3.1. Impress proposes that, through the Media Bill, the Government can protect press freedom and deter the anti-democratic effects of SLAPPs. The policy legislation required for achieving these objectives has already been drafted, in part of Section 40 of the Crime and Courts Act 2013. If retained, this section can offer real-terms protection to news publishers who have voluntarily adopted self-regulation.
3.2. Section 40 was intended to incentivise publishers into Royal Charter self-regulation with the goal of improving press standards and practices, while protecting publishers from exorbitant legal challenges. It is comprised of two key parts which determine which party in a civil case will pay the claimant’s costs. They are as follows:
s 40(2): publishers which subscribe to an approved regulator are not expected to pay the claimant’s costs in a legal action for defamation, intrusion into privacy or harassment, even when the publisher loses the case.
s 40(3): publishers which do not subscribe to an approved regulator are expected to pay the claimant’s costs in any such action, even when the publisher wins the case.
The above components served separate functions: the former provided a cost protection for self-regulated publishers, while the latter created a cost-shifting burden for those publishers who didn’t sign up for approved regulation. The latter came under heavy criticism, leading to the now proposed wholesale repeal of Section 40.
3.3. Repealing the cost protection for self-regulated publishers directly undermines the objectives set out by the Government to protect press freedom in the UK and mitigate the damaging effects of SLAPPs.
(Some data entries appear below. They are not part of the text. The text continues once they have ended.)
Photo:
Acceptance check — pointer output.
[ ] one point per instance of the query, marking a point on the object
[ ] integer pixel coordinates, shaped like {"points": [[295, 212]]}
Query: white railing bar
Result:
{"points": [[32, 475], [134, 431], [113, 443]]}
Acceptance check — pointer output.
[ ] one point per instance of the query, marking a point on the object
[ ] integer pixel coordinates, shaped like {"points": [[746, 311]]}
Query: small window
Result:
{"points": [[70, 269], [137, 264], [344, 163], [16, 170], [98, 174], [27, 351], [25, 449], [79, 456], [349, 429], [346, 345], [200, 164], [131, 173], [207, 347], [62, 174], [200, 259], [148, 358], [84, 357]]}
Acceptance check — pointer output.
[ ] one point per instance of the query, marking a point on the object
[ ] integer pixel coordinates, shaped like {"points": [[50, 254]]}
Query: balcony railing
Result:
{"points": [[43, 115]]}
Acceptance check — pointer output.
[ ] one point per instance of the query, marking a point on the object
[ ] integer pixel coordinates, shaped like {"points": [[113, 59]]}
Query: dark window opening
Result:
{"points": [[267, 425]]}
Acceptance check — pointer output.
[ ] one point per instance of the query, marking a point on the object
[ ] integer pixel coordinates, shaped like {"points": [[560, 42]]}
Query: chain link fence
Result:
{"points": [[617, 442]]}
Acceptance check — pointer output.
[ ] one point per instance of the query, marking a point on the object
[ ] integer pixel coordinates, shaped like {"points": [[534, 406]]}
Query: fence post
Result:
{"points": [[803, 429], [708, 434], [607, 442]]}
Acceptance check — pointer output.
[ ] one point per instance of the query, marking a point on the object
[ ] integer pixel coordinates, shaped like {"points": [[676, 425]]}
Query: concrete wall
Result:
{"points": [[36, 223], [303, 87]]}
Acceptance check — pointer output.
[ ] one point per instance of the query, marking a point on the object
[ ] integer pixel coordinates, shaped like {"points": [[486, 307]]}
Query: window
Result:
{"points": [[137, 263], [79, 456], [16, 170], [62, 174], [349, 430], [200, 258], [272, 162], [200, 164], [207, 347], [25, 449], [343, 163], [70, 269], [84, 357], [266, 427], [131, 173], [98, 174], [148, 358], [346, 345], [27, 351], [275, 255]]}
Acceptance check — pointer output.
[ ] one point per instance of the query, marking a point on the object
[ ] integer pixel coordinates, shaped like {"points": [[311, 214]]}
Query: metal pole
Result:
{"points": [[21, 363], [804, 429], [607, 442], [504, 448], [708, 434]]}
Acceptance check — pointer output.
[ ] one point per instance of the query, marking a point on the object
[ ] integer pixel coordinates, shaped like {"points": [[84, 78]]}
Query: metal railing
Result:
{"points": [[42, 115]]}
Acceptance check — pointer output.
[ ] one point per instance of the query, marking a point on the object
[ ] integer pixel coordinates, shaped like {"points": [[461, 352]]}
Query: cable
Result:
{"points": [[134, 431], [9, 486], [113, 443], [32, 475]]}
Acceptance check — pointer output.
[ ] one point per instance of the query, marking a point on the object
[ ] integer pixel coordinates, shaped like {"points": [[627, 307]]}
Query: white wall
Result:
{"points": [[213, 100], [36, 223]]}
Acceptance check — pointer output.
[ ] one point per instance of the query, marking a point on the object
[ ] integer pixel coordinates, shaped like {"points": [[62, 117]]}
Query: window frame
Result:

It does this by exposing self-regulated publishers to greater, unnecessary legal risks that impact on their ability to operate freely as journalists in democratic society.
3.4. We suggest that by retaining the cost protection, the Government can achieve its goals of protecting the free press, while the cost-shifting burden can be repealed to not penalise those publishers that do not intend to sign up for Royal Charter self-regulation.
4.1. If the Government fully repeals Section 40 without retaining the cost protection for self-regulated publishers, then it removes the only protection and incentive in law for news publishers who voluntarily adopt self-regulation and ethical standards.
4.2. If repealed, alternative protections should be put in place to protect the industry from the anti-democratic effects of SLAPPs. Unlike the existing cost protection in law, these are not ready made. Instead of undermining this cost protection for self-regulated publishers, this bill should be used as an opportunity to require litigants to first exhaust self-regulation procedures (such as Alternative Dispute Resolution) before they can make civil claims for damages against news publishers and journalists.
5.1. SLAPPs detrimentally affect all of news publishing and deeply threaten press freedom. Smaller newsrooms and journalists are particularly exposed to civil claims by wealthy claimants as they are very often without the resource afforded by legal teams and experts to defend themselves adequately. By positively incentivising these publishers into self-regulation, the Media Bill can protect these publishers while supporting and protecting the UK’s free press. This can be achieved by preserving the cost protection for self-regulated publishers from Section 40(2) of the Crime and Courts Act 2013 rather than repealing it wholesale alongside the cost-shifting burden.
5.2. If the Government repeals the cost protection for self-regulated publishers, then alternative options could mitigate some of the chilling effects of SLAPPs while incentivising publishers into approved self-regulation, but these would need to be created from scratch.
5.3. Any moves by the Government that simultaneously preserve press freedoms and improve press standards will be hugely popular across the public. With the Media Bill, the Government has a unique opportunity to deliver on its commitments to press freedom in the UK via the mitigation of anti-democratic SLAPPs, by amending the bill to preserve the cost-protection for publishers that choose to adopt self-regulation.